Scottish independence: Think tank warns of budget squeeze
An independent Scotland would face bigger pressures to cut spending or raise taxes than Britain currently faces if oil revenues fall as forecast, a think tank said.
The Institute for Fiscal Studies' (IFS) analysis of spending emphasises what it believes is higher spend per head in Scotland.
The Scottish government says Scotland is already paying its way and the oil tax projections are too pessimistic.
The findings are to be presented later.
They will be put forward at a conference on the economics of independence near Edinburgh.
The IFS found spending in Scotland is 11% higher per head higher than for the UK as a whole, and spending on public services is 17% higher.
While the higher spend on health and education has narrowed in recent years, there remains a much higher spend per head on the smaller budget for economic development as well as social services, housing and transport.
The reckoning on the fiscal squeeze sees an independent Scotland as having to face similar pressures to the rest of the UK, requiring a £2.5bn cut in the two years from 2016 (at 2011-12 prices).
And as the Office for Budget Responsibility has forecast a sharp decline in oil and gas revenue, the IFS says a further cut would be required, of £3.4bn. In total, that's roughly 15% of public spending.
The think tank says Scottish Government plans to cut defence spending would help reduce the gap, but are far from meeting the scale of the challenge.
It says even if oil and gas revenue come in ahead of the OBR projection, it would be "ill-advised" of a Scottish government not to take similar measures to the UK Treasury, as it needs to build its credibility with financial markets.

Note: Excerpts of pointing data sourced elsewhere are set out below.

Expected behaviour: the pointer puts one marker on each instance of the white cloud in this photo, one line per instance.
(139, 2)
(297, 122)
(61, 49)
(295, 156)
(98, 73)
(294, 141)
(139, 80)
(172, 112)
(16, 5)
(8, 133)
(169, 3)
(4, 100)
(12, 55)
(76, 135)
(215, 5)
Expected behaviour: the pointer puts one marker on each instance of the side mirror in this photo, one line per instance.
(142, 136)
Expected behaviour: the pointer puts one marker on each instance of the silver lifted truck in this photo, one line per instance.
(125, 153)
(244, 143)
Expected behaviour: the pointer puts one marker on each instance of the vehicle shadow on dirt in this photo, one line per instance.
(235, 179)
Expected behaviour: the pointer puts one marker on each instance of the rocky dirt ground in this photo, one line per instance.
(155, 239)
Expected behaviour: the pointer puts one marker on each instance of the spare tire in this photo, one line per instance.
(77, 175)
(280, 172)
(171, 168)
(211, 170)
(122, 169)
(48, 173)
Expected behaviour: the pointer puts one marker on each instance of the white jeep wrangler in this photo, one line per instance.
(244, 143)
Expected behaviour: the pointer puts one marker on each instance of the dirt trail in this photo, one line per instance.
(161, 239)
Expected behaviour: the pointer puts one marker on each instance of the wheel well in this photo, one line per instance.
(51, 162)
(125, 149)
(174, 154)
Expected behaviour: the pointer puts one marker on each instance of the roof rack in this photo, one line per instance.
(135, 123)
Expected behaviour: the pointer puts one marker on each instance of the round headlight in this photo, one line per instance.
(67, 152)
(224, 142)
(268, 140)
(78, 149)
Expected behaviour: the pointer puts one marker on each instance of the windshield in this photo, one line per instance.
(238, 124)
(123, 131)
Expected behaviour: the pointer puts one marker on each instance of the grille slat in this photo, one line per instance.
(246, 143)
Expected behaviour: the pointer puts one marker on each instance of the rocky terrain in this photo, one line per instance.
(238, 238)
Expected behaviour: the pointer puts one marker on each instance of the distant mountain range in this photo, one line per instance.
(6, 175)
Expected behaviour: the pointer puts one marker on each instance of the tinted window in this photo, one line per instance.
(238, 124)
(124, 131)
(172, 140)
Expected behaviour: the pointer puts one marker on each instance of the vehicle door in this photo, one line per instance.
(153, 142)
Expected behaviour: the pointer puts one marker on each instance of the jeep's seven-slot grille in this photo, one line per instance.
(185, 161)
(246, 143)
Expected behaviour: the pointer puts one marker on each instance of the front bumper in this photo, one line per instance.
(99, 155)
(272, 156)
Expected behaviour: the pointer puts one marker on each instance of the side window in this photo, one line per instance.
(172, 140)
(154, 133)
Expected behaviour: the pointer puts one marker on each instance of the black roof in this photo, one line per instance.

David Phillips, of the IFS and an author of the report, said an independent Scotland would have the scope to have lower spending on defence or foreign aid.
"However, it is unlikely that cuts here would allow Scotland to avoid cuts elsewhere, unless it were to increase taxes substantially," he said.
"Indeed, given the OBR's forecasts for declining North Sea revenues, even with cuts to defence and aid spending, an independent Scotland may need to cut spending on other services or raise taxes by more than if it remained part of the UK."
The Scottish government responded Scotland's fiscal position has been stronger than the UK, paying more tax per head than the rest of the UK for 32 years if oil and gas revenues are included.
It has also been critical of the OBR's assumptions about the future of those revenues, on both price and the amount being produced.
"Scotland more than pays its own way at the moment, and can more than afford to be a successful independent country, as the official figures show," said a spokesman.
"This report acknowledges that independence can provide opportunities to make savings, in areas such as defence, to reflect the policy choices of the Scottish government".
He continued: "North Sea oil and gas is a huge asset which generated an estimated £10.6 billion in tax revenues in 2011-12, 94% of the UK total. It will continue to make a significant contribution to the public finances of an independent Scotland."
A UK government spokesperson said: "This is another independent analysis which underlines why Scotland is better off in the United Kingdom.
"The IFS finds that in the case of independence Scotland would need to either substantially increase taxes or cut spending to meet the Scottish Government's stated plans.
"As the chancellor has said, oil and gas revenues are a huge asset, and within the United Kingdom we have the broad shoulders to maximise the benefits while also balancing the risks of this inherently volatile resource."